No armor. No shields to dull the blow. I’m fully present in my body and his impact is devastating. He’s not just gorgeous; he’s impossibly stunning. Hishair. His eyes. The corded muscles of his arms. The powerful lines of his neck. How have I never noticed his shoulders? His hands?

“Why are you looking at me like that?” he says, his voice lower now. He’s still holding my shoes, but they seem forgotten between us. He takes a step closer.

Desperate, I grab the shoes from him.

Then I step back.

“Oh, shit,” says the blue-eyed guy. “I need to tell Alia I won’t be home for dinner—I was supposed to pick up milk—”

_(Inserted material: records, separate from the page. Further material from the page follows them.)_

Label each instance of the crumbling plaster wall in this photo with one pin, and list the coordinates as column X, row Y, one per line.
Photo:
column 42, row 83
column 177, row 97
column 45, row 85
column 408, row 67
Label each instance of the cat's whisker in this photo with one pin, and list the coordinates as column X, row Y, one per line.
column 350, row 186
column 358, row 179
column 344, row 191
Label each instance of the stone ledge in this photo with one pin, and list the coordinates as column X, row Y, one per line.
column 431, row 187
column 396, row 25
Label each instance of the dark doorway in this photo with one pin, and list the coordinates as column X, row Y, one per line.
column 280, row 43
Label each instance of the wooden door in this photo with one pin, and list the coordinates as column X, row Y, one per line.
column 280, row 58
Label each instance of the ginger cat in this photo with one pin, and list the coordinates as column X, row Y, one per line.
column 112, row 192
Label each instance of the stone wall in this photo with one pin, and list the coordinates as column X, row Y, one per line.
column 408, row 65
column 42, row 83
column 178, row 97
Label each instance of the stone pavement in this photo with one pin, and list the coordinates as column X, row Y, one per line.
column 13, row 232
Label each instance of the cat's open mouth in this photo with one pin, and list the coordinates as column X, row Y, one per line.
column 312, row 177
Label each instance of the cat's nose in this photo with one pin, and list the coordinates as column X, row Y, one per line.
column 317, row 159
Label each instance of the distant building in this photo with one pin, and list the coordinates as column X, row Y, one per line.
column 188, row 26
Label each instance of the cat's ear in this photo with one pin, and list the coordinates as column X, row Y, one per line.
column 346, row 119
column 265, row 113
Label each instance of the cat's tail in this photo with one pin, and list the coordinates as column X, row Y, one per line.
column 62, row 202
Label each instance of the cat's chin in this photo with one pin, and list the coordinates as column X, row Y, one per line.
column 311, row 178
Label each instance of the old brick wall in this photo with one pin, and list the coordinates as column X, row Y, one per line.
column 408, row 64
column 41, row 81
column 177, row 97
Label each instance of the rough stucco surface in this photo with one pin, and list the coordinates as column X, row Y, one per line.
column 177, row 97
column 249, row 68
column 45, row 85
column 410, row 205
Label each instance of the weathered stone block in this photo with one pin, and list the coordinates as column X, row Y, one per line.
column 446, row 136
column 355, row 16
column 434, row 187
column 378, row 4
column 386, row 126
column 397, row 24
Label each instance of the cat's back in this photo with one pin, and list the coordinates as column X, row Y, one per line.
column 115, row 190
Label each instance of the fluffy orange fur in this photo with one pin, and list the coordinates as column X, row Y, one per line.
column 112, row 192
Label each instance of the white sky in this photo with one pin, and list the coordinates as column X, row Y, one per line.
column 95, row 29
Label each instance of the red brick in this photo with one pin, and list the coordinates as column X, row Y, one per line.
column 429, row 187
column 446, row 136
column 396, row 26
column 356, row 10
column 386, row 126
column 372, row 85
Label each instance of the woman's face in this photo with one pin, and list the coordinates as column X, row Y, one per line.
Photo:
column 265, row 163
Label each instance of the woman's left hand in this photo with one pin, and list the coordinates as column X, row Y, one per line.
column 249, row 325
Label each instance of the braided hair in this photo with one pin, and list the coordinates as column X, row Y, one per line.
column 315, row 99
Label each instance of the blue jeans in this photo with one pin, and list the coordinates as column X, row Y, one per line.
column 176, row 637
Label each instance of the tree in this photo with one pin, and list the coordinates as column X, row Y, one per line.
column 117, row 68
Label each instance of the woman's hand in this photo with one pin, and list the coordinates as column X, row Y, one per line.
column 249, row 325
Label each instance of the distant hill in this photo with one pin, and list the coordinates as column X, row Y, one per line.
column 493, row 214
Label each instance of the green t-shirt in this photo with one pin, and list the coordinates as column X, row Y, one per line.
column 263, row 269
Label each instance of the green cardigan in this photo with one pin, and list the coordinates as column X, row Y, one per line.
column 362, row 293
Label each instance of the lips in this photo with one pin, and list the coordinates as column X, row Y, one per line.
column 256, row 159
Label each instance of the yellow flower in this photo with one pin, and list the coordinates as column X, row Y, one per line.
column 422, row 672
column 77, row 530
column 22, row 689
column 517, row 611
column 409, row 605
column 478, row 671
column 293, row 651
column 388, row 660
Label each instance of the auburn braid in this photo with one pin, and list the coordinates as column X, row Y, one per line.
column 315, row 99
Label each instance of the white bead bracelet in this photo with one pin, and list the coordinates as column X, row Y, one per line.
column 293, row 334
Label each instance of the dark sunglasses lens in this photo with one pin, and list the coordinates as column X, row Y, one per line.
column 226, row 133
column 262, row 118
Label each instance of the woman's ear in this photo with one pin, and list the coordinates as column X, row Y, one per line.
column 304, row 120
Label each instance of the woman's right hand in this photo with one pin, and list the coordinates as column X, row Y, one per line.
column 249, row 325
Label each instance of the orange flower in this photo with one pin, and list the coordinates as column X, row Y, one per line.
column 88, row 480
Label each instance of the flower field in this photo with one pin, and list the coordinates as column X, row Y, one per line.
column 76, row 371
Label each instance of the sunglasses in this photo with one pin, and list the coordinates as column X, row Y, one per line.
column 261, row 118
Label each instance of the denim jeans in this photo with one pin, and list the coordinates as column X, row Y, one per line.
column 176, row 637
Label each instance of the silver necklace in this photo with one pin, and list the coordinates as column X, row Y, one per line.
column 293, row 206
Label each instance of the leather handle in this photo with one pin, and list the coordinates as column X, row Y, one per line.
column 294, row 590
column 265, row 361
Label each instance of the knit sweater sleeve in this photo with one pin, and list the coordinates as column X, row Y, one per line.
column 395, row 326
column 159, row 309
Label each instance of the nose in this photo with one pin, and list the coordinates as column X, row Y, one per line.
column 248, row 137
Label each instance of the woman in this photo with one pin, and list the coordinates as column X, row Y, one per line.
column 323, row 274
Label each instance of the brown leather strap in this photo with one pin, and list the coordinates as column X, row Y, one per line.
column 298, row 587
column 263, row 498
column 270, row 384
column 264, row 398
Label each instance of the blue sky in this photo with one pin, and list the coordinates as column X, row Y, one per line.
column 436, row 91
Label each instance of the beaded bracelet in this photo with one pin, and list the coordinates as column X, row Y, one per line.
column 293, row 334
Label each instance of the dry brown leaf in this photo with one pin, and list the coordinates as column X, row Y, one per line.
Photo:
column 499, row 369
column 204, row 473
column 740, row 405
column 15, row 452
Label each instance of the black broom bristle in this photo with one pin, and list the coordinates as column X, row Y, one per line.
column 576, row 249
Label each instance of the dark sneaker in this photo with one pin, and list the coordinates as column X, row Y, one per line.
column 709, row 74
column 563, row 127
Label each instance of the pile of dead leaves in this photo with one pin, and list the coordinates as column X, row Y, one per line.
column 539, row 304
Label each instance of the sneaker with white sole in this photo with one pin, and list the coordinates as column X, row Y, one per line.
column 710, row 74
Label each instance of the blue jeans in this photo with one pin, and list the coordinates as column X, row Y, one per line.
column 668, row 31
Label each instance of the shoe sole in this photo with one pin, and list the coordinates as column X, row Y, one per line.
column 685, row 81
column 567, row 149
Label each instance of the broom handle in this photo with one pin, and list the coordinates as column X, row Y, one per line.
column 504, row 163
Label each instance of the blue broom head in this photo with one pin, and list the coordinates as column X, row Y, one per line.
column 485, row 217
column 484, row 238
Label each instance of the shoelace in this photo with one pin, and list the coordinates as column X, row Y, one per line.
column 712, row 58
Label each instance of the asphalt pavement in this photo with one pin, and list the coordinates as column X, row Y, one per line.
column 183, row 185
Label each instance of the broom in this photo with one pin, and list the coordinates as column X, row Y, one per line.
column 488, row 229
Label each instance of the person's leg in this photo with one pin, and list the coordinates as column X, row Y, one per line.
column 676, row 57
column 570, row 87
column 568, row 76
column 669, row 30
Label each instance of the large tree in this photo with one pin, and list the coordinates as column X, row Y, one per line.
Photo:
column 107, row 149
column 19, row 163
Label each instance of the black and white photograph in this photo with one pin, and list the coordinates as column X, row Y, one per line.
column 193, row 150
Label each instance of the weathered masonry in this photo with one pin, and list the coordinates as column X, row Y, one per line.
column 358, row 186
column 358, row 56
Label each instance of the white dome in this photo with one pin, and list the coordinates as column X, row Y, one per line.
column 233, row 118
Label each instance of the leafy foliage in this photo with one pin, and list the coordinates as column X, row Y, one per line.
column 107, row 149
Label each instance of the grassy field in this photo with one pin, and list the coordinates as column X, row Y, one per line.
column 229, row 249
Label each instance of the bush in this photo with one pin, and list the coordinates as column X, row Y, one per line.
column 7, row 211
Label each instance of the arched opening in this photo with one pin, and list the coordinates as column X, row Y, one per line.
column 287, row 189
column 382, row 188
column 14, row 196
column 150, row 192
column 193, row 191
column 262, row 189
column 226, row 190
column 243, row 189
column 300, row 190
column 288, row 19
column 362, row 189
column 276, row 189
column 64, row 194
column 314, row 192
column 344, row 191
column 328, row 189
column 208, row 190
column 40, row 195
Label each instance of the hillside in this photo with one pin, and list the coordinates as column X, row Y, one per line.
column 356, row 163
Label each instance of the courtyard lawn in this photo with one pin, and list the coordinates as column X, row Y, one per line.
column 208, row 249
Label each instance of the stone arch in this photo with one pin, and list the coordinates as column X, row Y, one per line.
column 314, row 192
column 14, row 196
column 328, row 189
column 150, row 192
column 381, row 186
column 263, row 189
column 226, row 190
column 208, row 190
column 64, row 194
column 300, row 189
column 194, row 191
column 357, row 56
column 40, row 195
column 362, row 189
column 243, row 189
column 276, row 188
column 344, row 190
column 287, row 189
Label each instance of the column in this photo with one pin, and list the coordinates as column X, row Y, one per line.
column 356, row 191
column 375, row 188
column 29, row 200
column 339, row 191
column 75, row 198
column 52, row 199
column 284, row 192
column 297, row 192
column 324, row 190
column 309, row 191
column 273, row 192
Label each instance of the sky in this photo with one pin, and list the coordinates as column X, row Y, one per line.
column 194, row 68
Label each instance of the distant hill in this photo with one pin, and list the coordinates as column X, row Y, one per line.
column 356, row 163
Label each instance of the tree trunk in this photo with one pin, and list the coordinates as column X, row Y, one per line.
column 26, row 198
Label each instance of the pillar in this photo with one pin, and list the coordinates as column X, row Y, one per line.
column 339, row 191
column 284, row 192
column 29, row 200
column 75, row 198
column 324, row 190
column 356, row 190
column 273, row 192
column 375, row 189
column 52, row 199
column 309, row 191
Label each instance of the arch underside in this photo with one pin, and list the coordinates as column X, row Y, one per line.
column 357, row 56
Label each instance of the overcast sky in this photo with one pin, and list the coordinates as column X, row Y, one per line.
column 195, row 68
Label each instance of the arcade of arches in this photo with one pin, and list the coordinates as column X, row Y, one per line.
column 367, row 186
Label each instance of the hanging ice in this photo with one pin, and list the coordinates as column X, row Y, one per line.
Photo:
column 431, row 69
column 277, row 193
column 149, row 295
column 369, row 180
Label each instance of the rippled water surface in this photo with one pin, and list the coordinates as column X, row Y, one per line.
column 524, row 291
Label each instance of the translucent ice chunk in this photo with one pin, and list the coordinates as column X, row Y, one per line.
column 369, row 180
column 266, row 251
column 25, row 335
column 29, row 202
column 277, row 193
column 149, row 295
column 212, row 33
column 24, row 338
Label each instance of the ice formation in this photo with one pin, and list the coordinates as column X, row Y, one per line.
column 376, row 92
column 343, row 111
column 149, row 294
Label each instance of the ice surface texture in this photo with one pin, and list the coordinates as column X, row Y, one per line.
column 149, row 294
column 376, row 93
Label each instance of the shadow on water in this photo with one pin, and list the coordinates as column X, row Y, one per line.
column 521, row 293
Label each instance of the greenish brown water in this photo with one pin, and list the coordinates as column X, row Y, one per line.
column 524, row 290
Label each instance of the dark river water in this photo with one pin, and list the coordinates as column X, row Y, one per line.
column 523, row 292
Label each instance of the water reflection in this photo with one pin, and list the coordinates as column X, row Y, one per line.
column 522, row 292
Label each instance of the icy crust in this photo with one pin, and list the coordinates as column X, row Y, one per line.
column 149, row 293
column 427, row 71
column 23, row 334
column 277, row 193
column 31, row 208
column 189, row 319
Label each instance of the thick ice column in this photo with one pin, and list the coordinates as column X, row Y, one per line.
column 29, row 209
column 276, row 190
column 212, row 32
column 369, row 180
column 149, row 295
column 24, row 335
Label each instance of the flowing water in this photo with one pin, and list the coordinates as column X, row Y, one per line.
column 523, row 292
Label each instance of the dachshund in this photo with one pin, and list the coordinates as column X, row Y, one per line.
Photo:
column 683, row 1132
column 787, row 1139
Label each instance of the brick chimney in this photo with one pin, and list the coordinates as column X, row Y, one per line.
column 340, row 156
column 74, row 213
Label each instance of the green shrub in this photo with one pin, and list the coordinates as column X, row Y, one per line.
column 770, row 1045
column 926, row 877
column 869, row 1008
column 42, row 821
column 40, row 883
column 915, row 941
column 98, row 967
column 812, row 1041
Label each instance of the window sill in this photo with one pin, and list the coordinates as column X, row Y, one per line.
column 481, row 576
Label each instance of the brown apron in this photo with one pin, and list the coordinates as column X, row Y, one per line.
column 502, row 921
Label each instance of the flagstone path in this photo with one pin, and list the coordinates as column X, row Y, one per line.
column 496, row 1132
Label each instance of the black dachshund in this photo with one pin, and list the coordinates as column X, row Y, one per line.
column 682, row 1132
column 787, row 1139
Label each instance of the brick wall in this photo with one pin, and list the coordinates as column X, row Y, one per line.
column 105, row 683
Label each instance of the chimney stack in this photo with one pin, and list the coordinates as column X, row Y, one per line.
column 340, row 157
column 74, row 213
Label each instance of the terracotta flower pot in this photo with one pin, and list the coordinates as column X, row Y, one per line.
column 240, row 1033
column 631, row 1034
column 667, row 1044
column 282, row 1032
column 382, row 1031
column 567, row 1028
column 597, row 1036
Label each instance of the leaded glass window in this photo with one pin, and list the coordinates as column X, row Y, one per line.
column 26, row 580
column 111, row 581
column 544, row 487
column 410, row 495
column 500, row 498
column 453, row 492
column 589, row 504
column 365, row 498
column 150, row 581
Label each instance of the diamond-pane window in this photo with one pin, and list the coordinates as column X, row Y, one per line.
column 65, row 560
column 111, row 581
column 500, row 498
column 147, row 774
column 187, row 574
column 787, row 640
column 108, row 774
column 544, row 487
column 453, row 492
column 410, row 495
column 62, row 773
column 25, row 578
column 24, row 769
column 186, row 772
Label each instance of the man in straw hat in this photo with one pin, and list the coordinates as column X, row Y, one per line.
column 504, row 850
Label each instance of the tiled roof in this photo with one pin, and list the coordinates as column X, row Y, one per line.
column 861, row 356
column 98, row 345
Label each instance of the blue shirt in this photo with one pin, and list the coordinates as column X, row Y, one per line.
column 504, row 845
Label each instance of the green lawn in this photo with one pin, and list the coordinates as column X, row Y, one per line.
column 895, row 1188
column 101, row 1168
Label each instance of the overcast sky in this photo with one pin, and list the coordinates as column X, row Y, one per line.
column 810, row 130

“We’ve got milk at our place,” says Winston. “Tell her to grab the carton from our fridge—”

“Hey, so, why do you need the vial before you can leave? What does it do?” Nazeera is slipping into a long leather jacket as she speaks, and when she turns to face me she gasps, breaking into a smile. “Oh my God, you do look like a pink marshmallow.”

I’m still inching backward when she says this—struggling with the zipper as I try to put as much space between myself and James as possible—and I startle when she comes over to help me.

She fits the teeth together, then tugs up the slider like I’m a child. “It’s so puffy it’s sometimes hard to see where it starts,” she says. “Cute, though, right?”

She’s smiling at me like she means it. I feel like I’m wearing a big cloud; I can’t really move my arms. I realize only then that she’s wearing her shawl as a headscarf—in a style decidedly reminiscent of outlawed religions—and this throws me off guard.

I can’t quite make sense of Nazeera.

It’s possible religion is no longer illegal on the mainland, but I can’t decide whether she’s wearing a scarf like this on purpose or if it’s merely a coincidence; clearly it’s not something she does all the time, and I can’t imagine what reason she’d have to resurrect such a tradition.

Her father was the supreme commander of Asia.